The U.S. Department of Housing and Urban Development (HUD) has informed attorneys that it’s rejected a fair housing complaint involving downtown’s Metropole Apartments.
Kelly Leon, a spokeswoman for the Cincinnati Center City Development Corp. (3CDC), said its attorney informed the organization today that a complaint filed by Metropole tenants
had been turned down.
The Metropole Tenants Association, hastily formed after 3CDC announced plans to turn the Metropole into a boutique hotel, filed the complaint with HUD. It alleged the planned conversion would unfairly limit housing options downtown, and that displacing tenants violates HUD policies about promoting mixed-income neighborhoods.

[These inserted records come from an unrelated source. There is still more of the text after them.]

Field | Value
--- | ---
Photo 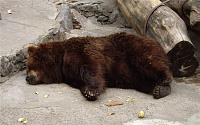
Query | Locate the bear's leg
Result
[80,66,105,101]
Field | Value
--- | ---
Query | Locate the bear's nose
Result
[26,76,31,83]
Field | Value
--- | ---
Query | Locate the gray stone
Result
[109,9,119,23]
[98,5,113,16]
[97,16,108,22]
[78,4,97,12]
[56,4,73,32]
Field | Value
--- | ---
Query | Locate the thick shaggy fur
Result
[26,33,172,100]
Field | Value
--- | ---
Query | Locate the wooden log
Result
[117,0,199,77]
[161,0,200,35]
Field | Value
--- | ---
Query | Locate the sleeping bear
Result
[26,33,172,100]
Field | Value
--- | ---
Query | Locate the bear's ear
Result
[27,46,37,55]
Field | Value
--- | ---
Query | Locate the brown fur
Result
[26,33,172,100]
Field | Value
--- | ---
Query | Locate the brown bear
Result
[26,33,172,100]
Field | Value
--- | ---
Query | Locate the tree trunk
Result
[161,0,200,35]
[117,0,199,77]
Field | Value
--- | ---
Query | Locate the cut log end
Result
[167,41,199,77]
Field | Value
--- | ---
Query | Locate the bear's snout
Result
[26,76,31,83]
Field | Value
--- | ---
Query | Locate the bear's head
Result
[26,44,61,85]
[26,46,44,85]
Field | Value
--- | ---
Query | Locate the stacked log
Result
[117,0,199,77]
[161,0,200,35]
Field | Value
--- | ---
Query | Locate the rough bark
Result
[117,0,199,77]
[161,0,200,35]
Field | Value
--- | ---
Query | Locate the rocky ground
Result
[0,0,200,125]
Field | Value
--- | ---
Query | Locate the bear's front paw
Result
[153,86,171,99]
[83,86,100,101]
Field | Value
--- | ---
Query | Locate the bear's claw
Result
[83,87,99,101]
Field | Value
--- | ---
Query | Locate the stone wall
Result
[0,28,65,83]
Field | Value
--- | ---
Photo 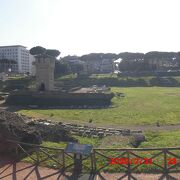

“At this point, Metropole has 230 units of housing in the Central Business District of Cincinnati,” attorney Rickell Howard of the Legal Aid Society told CityBeat
“Once those units are eliminated from the Central Business District, there will be little to no affordable housing in this area, and that’s why (tenants) feel like it’s discrimination,” Howard had said. “They have a right under the Fair Housing Act that keeps them from having the option to live in this neighborhood taken away from them.”
HUD disagreed, stating the tenants have no legal standing.
"We are pleased with this news and will continue to work one-on-one with residents to insure that the relocation process is as smooth and sensitive as possible," Leon said.
The Metropole was home to about 207 people, many of them elderly or disabled. The building had been continually operated as federally subsidized affordable rental housing since 1971.
But the building’s long-term contract with HUD to provide affordable housing expired in 1991 and its current owner — Showe Builders Inc. — decided to sell the dilapidated property.
3CDC bought the property for $6.25 million in November, and all tenants were given notice that they must relocate within one year. The firm provided tenants with vouchers that can be used at an apartment or house of the person’s choice, and is paying moving expenses.
Of the Metropole’s 230 units, 78 — or 34 percent — are now vacant, Leon said.
Under 3CDC’s plan, the Metropole will be converted into the 21c Museum Hotel, modeled after the similar hotel in Louisville’s West Main Street Historic District. It will be the first new hotel opened downtown since 1984.
The luxury hotel, slated to open in mid-2012, will feature 160 rooms, a contemporary art gallery and other upscale amenities.